Viable timeslots are marked grey:
We can see, that an optimal solution requires 4 slots.
Model
Variables
$$ x_{i,t} = \begin{cases} 1 & \text{ if job \(i\) is assigned to time slot \(t\)}\\ 0 & \text{ otherwise}\end{cases} $$ $$ y_t = \begin{cases} 1 & \text{if time slot \(t\) has at least one job assigned to it}\\ 0 & \text{otherwise}\end{cases} $$
Parameters
As we have seen already in several previous articles 1 we introduce a binary data structure to encode viable task assignments into a custom index:
$$ ok_{i,t}= \begin{cases} 1, \text{ if and only if \((i, t)\) is an allowed assignemnt }\\ 0, \text{ else }\\ \end{cases}\\ $$
Objective
$$ \min \sum_t y_t\\ $$
Constraints
$$ \sum_{t|ok_{i,t}} x_{i,t} = 1 \forall i \\ \sum_{i|ok_{i,t}} x_{i,t} \le N \forall t \\ y_t \ge x_{i,t} \forall i,t|ok_{i,t}\\ x_{i,t}, y_t \in {0,1} $$
Results
Now what if we want to scale the problem to a more realistic size?
Let’s generate some sample data: 100 task, 100 timeslots, capacity per timeslot is three.
- \(ok_{i,t}\) index created with total number of viable slots: 626
- Optimum: 34 (number of used timeslots)
- Number of constraints : 823
- Number of variables : 10100
- Duration: 00:00:01
Scaling up to 200x200 results in erratic solution times with CBC between 10s and hours.
Here I got a solution after 9s.
- \(ok_{i,t}\) index created with total number of viable slots: 1303
- Optimum: 67 (number of used timeslots)
- Number of constraints : 1706
- Number of variables : 40200
- Duration: 00:00:09
It seems that the number of viable slots has a significant effect on solution times.
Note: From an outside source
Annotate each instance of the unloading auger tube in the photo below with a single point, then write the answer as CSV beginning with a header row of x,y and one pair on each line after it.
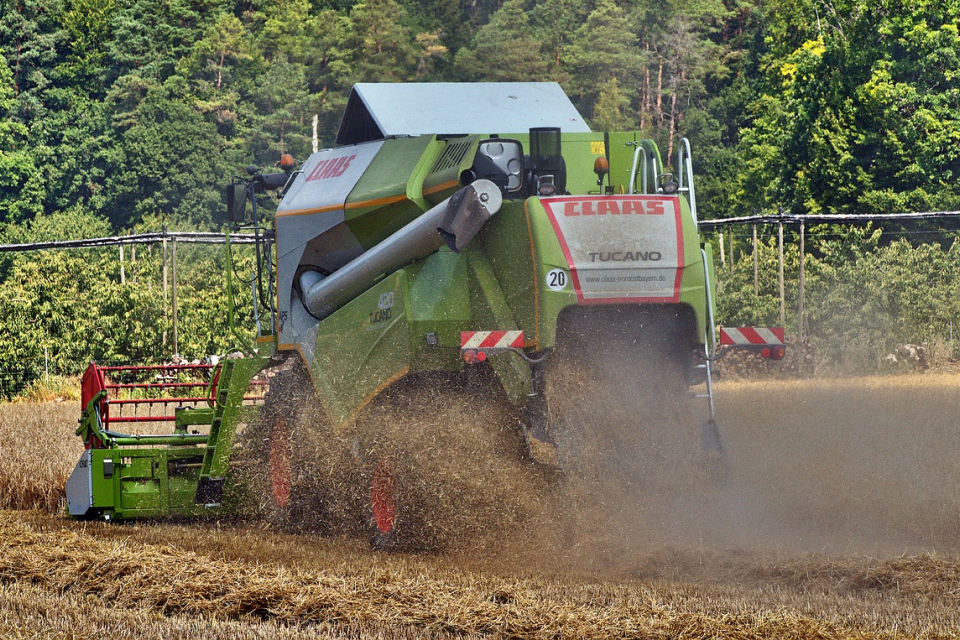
x,y
455,221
The higher the number, the faster the solver. Since the configuration of the timeslots determine the complexity of the system this is to be expected.
In comparison with GAMS YAMPC2 mentioned explicitly the value of having data and results viewing capability out of the box in contrast to using e.g. Pulp.
When developing and debugging models, often under pressure, life without easy data viewing is just more complicated than it should be.
This it very true. However, it is only modestly complicated to load the Pyomo result data structure into Pandas dataframes. After that you are good to go with the entire Panda’s ecosystem. Just cast the boilerplate logic into a template and you almost never need additional brain cycles and context switches to view data at will.
A generic solution could be something along these lines:
for var in instance.component_objects(Var, active=True):
self.result[var.name] = {k: v for (k, v) in var.get_values().items()}
df = pd.DataFrame({k: pd.Series(self.result[var_name]) for var_name in variables})
Summary
We have seen (again) that using bespoke index sets which encode business rules help, expressing constraints and make models easier to formulate and to solve.
Calculating these binary datastructures comes down to applying sound software engineering practice, so they can be tested and debugged with known tools of the trade. This is easier and less error-prone than trying to find errors in constraint equations.